We will skip the standard processing activities like listing all files, reading the file content and parsing the JSON+LD segment from the page. We sill start with processing the JSON+LD segment and try to get the data that business wants.

We have already installed the library. We will need some associated libraries like HtmlAgilityPack and Newtonsoft to work with HTML and JSON. We will skip the part where we parse the HTML using the HtmlAgilitPack library. JSON+LD starts with parsing JSON. We have amazing library Newtonsoft that does this for us. In fact, dotNetRDF accepts parameters that are types defined in the Newtonsoft library.

 

string jsonString = scriptObject.InnerText;

JObject parsedMeta = JObject.Parse(jsonString);

 

We have taken a leap in the code and scriptObject represents the HtmlElement of the document which is a script tag with type specified as “application/ld+json”. Once the element is available, we are getting the InnerText. Remember the yield when we use the property InnerHTML in this case will be similar. But it is better we get the string directly instead of HTML element and then get the value from the element.

Next, we can either guess or sample iteratively. What we mean by that is we would need to know how the JSON-LD is written across all the documents. Hopefully the developer has written it in a uniform manner.
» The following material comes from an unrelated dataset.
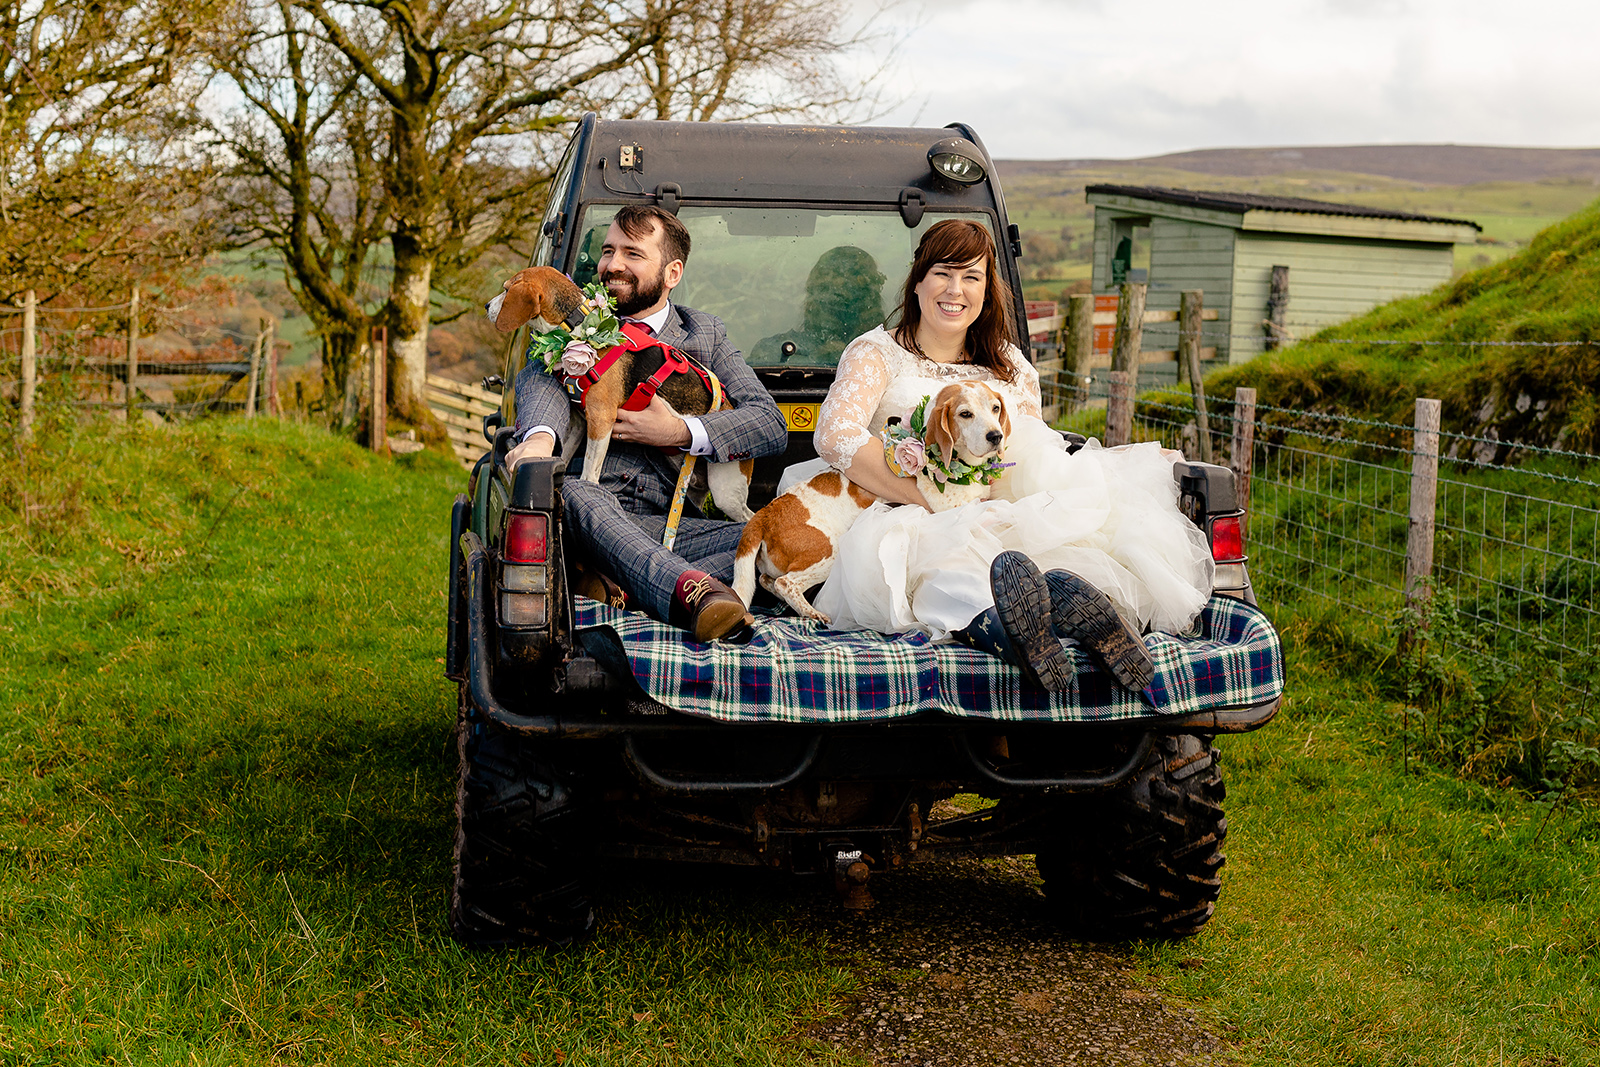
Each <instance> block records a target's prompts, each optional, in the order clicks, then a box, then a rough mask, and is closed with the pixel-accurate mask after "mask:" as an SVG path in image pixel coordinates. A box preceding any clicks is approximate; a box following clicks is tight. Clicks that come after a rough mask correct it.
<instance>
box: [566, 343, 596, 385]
mask: <svg viewBox="0 0 1600 1067" xmlns="http://www.w3.org/2000/svg"><path fill="white" fill-rule="evenodd" d="M597 358H600V355H598V354H597V352H595V350H594V347H592V346H589V344H587V342H584V341H570V342H568V344H566V347H565V349H563V350H562V373H563V374H566V376H568V378H582V376H584V374H587V373H589V368H592V366H594V365H595V360H597Z"/></svg>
That is a good assumption to start. Any deviations we can easily know it after our first run. The first run is simple invocation of a static method on JsonLdProcessor.

 

using VDS.RDF.JsonLd;

 

 

JObject parsedObject = JsonLdProcessor.Compact(parsedMeta, null, new JsonLdProcessorOptions());

 

This is all that is required to get a json object representation of the meta present in the file. However, you might have a revelation and probably a shortcut as well. If we are going to get a JObjectonly why not limit ourselves at let us say the earlier statement itself i.e., at parsedMeta wouldn’t that be easier?

Definitely yes that would have got us what we wanted only if the context was absent. The line in code above passes null as second parameter. Null being passed as second parameter this line of code is just an excess work. However, if we change the code slightly, we can cover ourselves for many more scenarios –

 

 

using VDS.RDF.JsonLd;

 

 

JObject parsedObject = JsonLdProcessor.Compact(parsedMeta, parsedMeta, new JsonLdProcessorOptions());

 

The parameters if you check the documentation is that first is the JSON+LD document and the second parameter is context. You can explicitly search for the context in the parsedMeta’s json body else you can pass the object itself again for the library to extract the context.
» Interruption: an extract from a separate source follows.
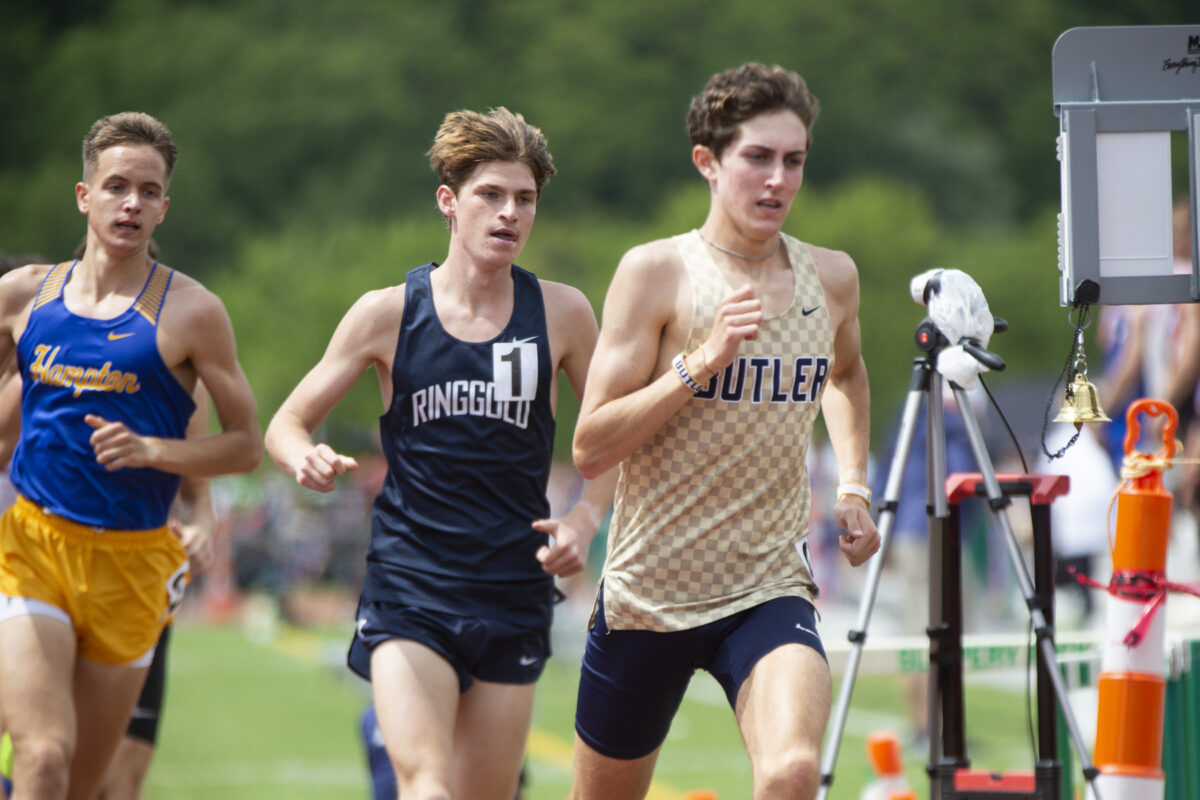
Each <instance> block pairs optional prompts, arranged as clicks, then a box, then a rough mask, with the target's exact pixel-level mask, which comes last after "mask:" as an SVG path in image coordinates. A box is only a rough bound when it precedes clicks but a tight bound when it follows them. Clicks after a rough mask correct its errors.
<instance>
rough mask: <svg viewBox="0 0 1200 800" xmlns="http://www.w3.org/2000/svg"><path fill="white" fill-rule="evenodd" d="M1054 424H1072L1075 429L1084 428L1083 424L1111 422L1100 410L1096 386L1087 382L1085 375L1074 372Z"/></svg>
mask: <svg viewBox="0 0 1200 800" xmlns="http://www.w3.org/2000/svg"><path fill="white" fill-rule="evenodd" d="M1054 421H1055V422H1072V423H1074V425H1075V429H1076V431H1078V429H1080V428H1081V427H1084V423H1085V422H1111V421H1112V420H1110V419H1109V417H1108V415H1105V414H1104V409H1102V408H1100V399H1099V397H1098V396H1097V393H1096V386H1093V385H1092V384H1090V383H1088V381H1087V374H1086V373H1082V372H1076V373H1075V378H1074V379H1073V380H1072V381H1070V385H1068V386H1067V393H1066V397H1063V402H1062V408H1061V409H1060V410H1058V416H1056V417H1055V419H1054Z"/></svg>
The reason you do this is to not make an assumption that the developer has written an expanded JSON-LD for the HTML document. In such scenarios the call to Compact will make the tags simpler and shorter for you to export into excel or csv format that a business user could connect more easily.

It serves another purpose where that one line can also validate whether the SEO’s could parse the JSON+LD meta written by the developer. Because if for a page if the JsonLdProcessor fails to compact you can be fairly sure that SEO will also fail. This information could help business to look at the page fresh instead of making small corrections to the incorrect JSON+LD meta. This would not have been possible with merely stopping at parsing the text as JSON object.

Using the parsedObject each property can be enumerated in a for each loop within which the excel or csv file could be created.

Wish you a great time ahead in solving your own problems with code!